PodcastsI've been listening to a few podcasts lately and have found some I really enjoy. Some of my favorites are Sawbones, The Sporkful, Another Mother Runner and BookRiot. They all cover topics I'm interested in: health, eating, running and reading.
But about a week ago, a friend from my college years (we didn't actually go to college together, he went to school with my husband, but we did attend a rave and several Terps basketball games together) sent me a podcast recommendation. I started listening to First Day Back today and it already has my brain working on overdrive. In fact, something in the second episode quite literally made me stand stock still in shock.
The narrator of First Day Back is Tally, a mom and freelance filmmaker. In the podcast, she very honestly shares her struggles with being a woman with children in today's society, how we define and value work, what is expected of mothers and what mothers expect of ourselves. Since she's not an American woman, she clearly explains her "mat leave" was a year long.
A year long.
What was that like? For my first child I had a luxurious six weeks of unpaid leave. Then my baby son, like so many other American babies, started daycare. My husband and I were lucky to have the opportunity to each stay home with him one day a week. We worked from home, but at least we were home with him. He went full time to daycare when the second baby arrived, and again we stayed home with Baby #2 for two days a week. By the time Baby #3 arrived, we could not stay home two days a week. When Baby #3 was a year old, I quit my full time job and became a freelancer.
Back to Tally. She says she didn't plan to stay home with her kids, it just happened. But her boys are now 6 and 3 (I believe) and she's trying to get back to work. Her podcast covers the anxiety of submitting a grant proposal and her idea for a new documentary film.
But she also interviews family and friends about their views of motherhood. Sometimes I feel like she's trying to justify her own views, sometimes I think she's looking for new ways to view motherhood and womanhood.
She covers the topics many mothers are familiar with: why is only work outside the home referred to as work? Why do more women stay home than men? Do men ever worry about the schedules and tasks as much as women?
In addition to those questions, since Tally is a freelancer like me, she thinks about things I do. She worries about the momentum that seems to be required for freelancer success. If you disappear from 'the game' because of maternity leave, is that a less valid reason to be gone than traveling the world?

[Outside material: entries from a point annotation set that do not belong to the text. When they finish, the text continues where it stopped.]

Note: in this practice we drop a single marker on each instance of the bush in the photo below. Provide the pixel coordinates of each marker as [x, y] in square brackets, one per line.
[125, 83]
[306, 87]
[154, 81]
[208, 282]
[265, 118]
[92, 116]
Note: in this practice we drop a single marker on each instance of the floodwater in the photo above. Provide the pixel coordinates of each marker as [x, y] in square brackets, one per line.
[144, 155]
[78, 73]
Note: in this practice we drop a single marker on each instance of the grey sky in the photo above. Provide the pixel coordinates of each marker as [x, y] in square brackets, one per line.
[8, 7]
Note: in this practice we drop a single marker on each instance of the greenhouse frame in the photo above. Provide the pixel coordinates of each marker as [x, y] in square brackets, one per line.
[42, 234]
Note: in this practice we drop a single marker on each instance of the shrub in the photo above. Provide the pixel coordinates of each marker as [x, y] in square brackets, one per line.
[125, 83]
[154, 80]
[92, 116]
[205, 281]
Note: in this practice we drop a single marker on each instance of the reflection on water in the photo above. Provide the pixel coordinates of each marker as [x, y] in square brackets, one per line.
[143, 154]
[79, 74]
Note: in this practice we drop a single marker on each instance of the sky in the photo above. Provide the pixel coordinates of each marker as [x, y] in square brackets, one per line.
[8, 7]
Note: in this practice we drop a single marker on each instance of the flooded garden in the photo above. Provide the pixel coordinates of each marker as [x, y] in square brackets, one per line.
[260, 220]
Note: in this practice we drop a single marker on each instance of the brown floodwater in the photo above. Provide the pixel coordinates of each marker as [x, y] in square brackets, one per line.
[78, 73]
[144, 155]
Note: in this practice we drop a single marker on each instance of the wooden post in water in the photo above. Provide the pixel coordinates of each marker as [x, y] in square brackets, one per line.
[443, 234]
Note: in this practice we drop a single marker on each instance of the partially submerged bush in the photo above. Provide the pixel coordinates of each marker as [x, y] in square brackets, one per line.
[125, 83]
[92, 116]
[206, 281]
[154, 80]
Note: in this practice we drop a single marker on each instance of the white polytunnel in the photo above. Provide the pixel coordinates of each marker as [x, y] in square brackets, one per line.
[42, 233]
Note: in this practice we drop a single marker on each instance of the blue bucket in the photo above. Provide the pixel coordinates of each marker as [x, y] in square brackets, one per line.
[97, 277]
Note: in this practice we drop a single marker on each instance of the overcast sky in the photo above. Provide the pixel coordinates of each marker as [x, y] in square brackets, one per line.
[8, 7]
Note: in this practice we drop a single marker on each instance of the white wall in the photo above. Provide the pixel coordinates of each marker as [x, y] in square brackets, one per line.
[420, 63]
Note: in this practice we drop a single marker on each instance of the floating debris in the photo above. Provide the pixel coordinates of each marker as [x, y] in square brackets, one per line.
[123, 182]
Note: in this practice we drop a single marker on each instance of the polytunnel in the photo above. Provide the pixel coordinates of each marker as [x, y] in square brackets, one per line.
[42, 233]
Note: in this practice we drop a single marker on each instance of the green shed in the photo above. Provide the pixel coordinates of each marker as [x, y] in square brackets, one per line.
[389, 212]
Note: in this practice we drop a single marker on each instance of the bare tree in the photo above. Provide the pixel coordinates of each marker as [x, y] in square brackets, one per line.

I recently struggled with a decision to reduce a certain kind of freelance work because I wanted to free up more time for my own fiction writing. But right now my fiction writing doesn't pay. But I wasn't enjoying the client work at all. Was it selfish of me to just stop doing paying work because I didn't enjoy it? Did choosing to work on writing that didn't pay (now) mean I wasn't really a freelancer? It's hard to validate your efforts to be a writer when none of your fiction work is published yet.
Those are some of my personal struggles. But like I said, in the second podcast, I heard something that truly shocked me into a standstill.
One of Tally's friends, a single mom, said something that made me freeze and thorough search my brain. This mom told her nine year-old daughter that she cannot have a successful career and a family.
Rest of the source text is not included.